The data presented here should be viewed in the context of our current knowledge of endothelial phenotypes in the valve and the relationship between those phenotypes and flow. Studies in this field have only recently begun. Simmons et al. (2005) demonstrated side-specific differential expression of 584 genes in explanted pig cusp tissue, representing the steady-state phenotypes of the healthy valve. Butcher et al. (2006), on the other hand, exposed pig aortic and valvular endothelial cells to steady shear stress for 48 h and observed both similarities and differences in how flow affects gene expression in these distinct cell types. Our current work shows that human umbilical vein endothelial cells exposed to the different shear waveforms of the valve display different phenotypes, suggesting that endothelial mechanotransduction may be important in defining the previously documented in vivo gene expression (Simmons et al. 2005; Davies and Helmke 2009; Mofrad and Kamm 2009). Importantly, the work of Butcher et al. shows that valvular endothelial cells respond differently to shear stress when compared to other endothelial cells. Thus, our work is limited by use of HUVEC, a primary endothelial cell culture from venous origin. However, despite this limitation our study clearly demonstrates the phenotypic plasticity of HUVEC in the context of cardiac valve-derived hemodynamic environments. Further studies with valvular endothelial cells are required to determine the orchestrated response of those cells to shear stress. An additional limitation of current work in the field is that all results have been obtained from non-pathologic valves. While the phenotypes of the healthy valve can suggest susceptibility to disease, gene expression during transition to pathologic states has not yet been studied.
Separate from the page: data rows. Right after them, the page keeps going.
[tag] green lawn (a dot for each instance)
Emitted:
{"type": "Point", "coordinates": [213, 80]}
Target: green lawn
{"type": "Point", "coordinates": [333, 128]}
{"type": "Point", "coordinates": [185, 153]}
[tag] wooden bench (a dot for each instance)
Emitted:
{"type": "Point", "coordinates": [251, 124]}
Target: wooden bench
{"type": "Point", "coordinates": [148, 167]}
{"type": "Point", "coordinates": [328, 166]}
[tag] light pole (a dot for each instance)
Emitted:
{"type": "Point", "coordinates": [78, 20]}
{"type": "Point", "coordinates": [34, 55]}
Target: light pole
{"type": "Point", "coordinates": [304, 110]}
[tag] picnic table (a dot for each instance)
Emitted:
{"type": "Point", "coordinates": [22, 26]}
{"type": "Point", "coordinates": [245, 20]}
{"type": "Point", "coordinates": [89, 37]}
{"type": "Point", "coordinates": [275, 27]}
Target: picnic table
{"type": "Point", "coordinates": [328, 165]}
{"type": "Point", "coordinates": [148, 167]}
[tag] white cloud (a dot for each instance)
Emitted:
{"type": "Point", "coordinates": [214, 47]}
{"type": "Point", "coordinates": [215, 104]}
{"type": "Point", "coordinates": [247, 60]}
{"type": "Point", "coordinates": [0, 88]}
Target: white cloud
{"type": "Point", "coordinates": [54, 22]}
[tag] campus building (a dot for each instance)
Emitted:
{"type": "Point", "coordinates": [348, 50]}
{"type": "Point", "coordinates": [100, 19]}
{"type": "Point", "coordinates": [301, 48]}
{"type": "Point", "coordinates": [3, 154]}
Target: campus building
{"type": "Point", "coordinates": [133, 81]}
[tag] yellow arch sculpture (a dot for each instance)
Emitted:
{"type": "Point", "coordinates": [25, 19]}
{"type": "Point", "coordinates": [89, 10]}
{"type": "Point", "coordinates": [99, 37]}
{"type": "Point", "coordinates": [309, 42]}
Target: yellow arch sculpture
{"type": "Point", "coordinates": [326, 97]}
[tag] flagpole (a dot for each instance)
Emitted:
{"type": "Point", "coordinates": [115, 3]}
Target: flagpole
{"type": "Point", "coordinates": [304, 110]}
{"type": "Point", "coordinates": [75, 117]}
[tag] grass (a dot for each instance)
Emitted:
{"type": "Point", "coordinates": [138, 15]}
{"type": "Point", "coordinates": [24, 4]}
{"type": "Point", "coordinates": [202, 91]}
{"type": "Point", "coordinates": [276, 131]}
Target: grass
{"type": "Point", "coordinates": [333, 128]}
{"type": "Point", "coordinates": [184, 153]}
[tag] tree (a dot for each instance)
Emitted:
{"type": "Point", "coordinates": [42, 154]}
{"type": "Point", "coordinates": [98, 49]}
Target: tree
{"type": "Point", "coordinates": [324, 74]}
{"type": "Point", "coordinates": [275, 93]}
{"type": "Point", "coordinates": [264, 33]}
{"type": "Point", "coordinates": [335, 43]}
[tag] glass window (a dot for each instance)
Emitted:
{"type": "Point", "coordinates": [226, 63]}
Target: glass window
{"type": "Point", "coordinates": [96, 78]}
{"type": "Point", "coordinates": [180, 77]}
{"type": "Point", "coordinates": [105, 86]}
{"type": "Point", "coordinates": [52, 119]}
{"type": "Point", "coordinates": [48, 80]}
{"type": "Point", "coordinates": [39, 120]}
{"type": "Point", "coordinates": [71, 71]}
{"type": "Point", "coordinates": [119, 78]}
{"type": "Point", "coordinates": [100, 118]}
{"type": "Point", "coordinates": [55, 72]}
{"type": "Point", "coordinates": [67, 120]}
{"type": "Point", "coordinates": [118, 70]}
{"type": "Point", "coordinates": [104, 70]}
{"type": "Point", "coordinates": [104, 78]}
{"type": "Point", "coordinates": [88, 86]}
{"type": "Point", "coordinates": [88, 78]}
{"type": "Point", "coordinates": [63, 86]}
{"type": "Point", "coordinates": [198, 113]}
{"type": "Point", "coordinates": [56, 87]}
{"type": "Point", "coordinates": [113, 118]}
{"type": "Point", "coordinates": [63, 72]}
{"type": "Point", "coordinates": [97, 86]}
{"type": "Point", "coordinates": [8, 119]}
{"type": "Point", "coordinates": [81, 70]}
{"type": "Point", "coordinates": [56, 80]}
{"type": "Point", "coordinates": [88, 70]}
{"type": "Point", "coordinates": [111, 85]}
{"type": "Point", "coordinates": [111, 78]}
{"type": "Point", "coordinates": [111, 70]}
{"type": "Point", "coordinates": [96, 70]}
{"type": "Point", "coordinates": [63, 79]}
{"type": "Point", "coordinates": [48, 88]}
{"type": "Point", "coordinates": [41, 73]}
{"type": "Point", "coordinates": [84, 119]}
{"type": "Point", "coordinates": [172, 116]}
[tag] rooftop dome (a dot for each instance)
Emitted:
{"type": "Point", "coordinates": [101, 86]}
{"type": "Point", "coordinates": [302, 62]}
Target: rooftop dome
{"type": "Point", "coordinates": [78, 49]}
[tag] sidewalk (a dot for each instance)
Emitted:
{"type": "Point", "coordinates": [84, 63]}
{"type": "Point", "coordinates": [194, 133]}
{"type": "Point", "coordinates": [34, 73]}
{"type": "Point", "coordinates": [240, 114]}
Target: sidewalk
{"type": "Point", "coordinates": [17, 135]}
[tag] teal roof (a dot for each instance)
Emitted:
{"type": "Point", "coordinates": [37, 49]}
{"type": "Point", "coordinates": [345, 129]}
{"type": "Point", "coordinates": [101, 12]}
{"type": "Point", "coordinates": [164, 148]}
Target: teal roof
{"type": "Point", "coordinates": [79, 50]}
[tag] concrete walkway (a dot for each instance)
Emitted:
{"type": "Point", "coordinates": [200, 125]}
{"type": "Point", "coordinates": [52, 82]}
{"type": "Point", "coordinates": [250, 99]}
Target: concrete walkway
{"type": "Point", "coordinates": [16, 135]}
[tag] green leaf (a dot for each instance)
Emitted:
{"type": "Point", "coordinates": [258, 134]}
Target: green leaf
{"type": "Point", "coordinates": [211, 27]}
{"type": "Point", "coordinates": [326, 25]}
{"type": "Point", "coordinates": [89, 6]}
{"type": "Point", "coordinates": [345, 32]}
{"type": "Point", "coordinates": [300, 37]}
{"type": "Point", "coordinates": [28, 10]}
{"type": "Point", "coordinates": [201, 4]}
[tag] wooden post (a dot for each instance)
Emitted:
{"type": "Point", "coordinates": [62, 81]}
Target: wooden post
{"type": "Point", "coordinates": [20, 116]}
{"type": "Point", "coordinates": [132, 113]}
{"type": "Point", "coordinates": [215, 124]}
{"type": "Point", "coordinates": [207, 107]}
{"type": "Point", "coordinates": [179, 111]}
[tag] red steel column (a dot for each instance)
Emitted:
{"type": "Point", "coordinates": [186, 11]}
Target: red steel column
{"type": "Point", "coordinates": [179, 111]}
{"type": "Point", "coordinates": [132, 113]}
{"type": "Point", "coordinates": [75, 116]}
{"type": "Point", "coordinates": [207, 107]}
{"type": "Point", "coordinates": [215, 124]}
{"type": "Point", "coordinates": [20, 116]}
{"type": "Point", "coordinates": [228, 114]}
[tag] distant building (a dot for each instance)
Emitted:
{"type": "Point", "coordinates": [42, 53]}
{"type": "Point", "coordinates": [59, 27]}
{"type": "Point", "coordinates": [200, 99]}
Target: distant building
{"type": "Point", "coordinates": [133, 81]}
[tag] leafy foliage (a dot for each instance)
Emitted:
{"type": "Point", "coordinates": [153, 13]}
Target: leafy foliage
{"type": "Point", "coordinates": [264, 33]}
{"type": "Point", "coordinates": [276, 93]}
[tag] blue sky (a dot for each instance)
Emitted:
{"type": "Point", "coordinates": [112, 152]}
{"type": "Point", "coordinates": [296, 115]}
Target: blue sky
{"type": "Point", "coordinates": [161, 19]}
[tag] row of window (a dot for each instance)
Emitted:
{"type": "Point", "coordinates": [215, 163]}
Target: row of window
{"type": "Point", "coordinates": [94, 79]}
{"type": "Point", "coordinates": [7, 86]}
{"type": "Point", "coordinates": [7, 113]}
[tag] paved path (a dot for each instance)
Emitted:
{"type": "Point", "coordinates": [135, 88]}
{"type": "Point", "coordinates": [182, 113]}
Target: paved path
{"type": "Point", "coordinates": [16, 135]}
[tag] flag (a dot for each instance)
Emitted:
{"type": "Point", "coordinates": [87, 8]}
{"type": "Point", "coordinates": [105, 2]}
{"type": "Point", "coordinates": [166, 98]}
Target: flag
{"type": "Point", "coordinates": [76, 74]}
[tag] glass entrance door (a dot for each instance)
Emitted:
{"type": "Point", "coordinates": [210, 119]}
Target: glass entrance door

This work constitutes evidence supporting the hypothesis that hemodynamic forces may act as important determinants of the different endothelial phenotypes observed on the two sides of the aortic valve cusp. This difference in phenotype may subsequently drive the side-specific nature of lesion formation in CAS. Further efforts to recognize the specific molecular determinants of the process in the valve may ultimately enhance understanding of the disease and design of therapies for CAS.